It should be understood here that when I discuss intuition in this context I am talking about the kind of mathematical intuition I discussed in Adventures in Geometrical Intuition, although the idea of mathematical intuition can be understood as perhaps the narrowest formulation of that intuition that is the polar concept standing in opposition to formalism. Kant made a useful distinction between sensory intuition and intellectual intuition that helps to clarify what is intended here, since the very idea of intuition in the Kantian sense has become lost in recent thought. Once we think of intuition as something given to us in the same way that sensory intuition is given to us, only without the mediation of the senses, we come closer to the operative idea of intuition as it is employed in mathematics.

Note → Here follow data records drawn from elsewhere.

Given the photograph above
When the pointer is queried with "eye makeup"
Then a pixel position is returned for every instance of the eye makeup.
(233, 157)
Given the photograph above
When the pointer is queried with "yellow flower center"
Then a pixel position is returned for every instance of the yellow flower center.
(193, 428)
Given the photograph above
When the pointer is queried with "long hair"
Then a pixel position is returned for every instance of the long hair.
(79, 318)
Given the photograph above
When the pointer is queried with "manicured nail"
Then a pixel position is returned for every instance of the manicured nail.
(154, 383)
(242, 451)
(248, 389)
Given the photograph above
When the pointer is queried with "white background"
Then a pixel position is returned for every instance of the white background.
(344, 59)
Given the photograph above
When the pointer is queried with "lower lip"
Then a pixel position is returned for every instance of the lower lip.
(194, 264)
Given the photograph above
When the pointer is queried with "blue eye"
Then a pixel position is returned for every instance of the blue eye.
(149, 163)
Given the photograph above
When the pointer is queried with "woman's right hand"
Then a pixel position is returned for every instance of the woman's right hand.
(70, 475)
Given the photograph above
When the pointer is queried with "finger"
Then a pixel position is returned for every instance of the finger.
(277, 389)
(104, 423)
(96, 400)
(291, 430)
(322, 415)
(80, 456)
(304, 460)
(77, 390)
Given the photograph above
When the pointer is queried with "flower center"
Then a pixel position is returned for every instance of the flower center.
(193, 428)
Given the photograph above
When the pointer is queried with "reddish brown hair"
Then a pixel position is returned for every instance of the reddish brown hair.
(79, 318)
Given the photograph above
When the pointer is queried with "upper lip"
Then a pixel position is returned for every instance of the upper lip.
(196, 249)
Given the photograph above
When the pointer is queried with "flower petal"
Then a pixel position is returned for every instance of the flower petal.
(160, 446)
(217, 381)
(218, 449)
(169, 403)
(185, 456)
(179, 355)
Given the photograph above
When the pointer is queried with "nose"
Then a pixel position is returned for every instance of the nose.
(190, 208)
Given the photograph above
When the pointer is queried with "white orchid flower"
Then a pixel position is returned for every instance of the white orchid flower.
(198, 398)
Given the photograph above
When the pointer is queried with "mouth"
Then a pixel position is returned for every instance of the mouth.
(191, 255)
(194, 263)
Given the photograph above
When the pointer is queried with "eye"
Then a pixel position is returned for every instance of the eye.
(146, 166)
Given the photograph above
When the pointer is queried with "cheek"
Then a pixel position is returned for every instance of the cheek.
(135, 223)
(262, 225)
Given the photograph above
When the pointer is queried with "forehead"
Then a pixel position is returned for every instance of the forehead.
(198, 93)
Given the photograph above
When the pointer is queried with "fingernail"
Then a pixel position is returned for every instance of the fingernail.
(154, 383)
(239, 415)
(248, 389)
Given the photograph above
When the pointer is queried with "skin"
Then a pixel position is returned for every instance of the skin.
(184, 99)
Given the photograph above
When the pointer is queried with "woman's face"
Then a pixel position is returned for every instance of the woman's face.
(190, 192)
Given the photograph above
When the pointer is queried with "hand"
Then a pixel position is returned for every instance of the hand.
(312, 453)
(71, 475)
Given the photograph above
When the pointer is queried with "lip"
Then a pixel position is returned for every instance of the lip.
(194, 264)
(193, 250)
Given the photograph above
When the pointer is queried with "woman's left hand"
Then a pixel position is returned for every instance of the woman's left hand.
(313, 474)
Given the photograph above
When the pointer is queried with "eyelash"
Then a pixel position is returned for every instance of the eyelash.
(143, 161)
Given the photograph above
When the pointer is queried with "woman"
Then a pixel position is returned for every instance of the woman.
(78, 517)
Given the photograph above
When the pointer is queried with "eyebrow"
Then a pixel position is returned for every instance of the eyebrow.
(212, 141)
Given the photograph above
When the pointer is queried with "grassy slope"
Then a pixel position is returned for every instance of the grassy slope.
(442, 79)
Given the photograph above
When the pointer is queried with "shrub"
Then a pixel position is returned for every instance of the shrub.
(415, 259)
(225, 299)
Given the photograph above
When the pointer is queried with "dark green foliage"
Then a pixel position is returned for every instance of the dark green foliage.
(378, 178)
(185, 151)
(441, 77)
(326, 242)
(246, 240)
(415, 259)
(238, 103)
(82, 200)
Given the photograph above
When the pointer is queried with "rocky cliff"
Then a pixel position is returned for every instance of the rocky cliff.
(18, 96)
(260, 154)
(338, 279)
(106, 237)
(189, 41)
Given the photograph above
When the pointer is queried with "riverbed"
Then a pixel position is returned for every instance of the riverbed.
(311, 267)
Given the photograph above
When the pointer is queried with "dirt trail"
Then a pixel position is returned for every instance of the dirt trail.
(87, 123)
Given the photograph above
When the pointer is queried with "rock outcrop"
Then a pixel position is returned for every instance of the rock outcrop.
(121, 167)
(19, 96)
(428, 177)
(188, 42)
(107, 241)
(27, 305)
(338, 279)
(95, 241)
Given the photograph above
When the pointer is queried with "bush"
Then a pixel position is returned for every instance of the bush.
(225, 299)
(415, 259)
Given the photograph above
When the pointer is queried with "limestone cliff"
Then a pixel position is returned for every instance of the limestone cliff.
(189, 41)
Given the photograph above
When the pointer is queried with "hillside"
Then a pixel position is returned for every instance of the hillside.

Mathematical thought, and formal accounts of experience generally speaking, of course, seek to capture our intuitions, but this formal capture of the intuitive is itself an intuitive and essentially creative process even when it culminates in the formulation of a formal system that is essentially inaccessible to intuition (at least in parts of that formal system). What this means is that intuition can know itself, and know itself to be an intuitive grasp of some truth, but formality can only know itself as formality and cannot cross over the intuitive-formal divide in order to grasp the intuitive even when it captures intuition in an intuitively satisfying way. We cannot even understand the idea of an intuitively satisfying formalization without an intuitive grasp of all the relevant elements. As Spinoza said that the true is the criterion both of itself and of the false, we can say that the intuitive is the criterion both of itself and the formal. (And given that, today, truth is primarily understood formally, this is a significant claim to make.)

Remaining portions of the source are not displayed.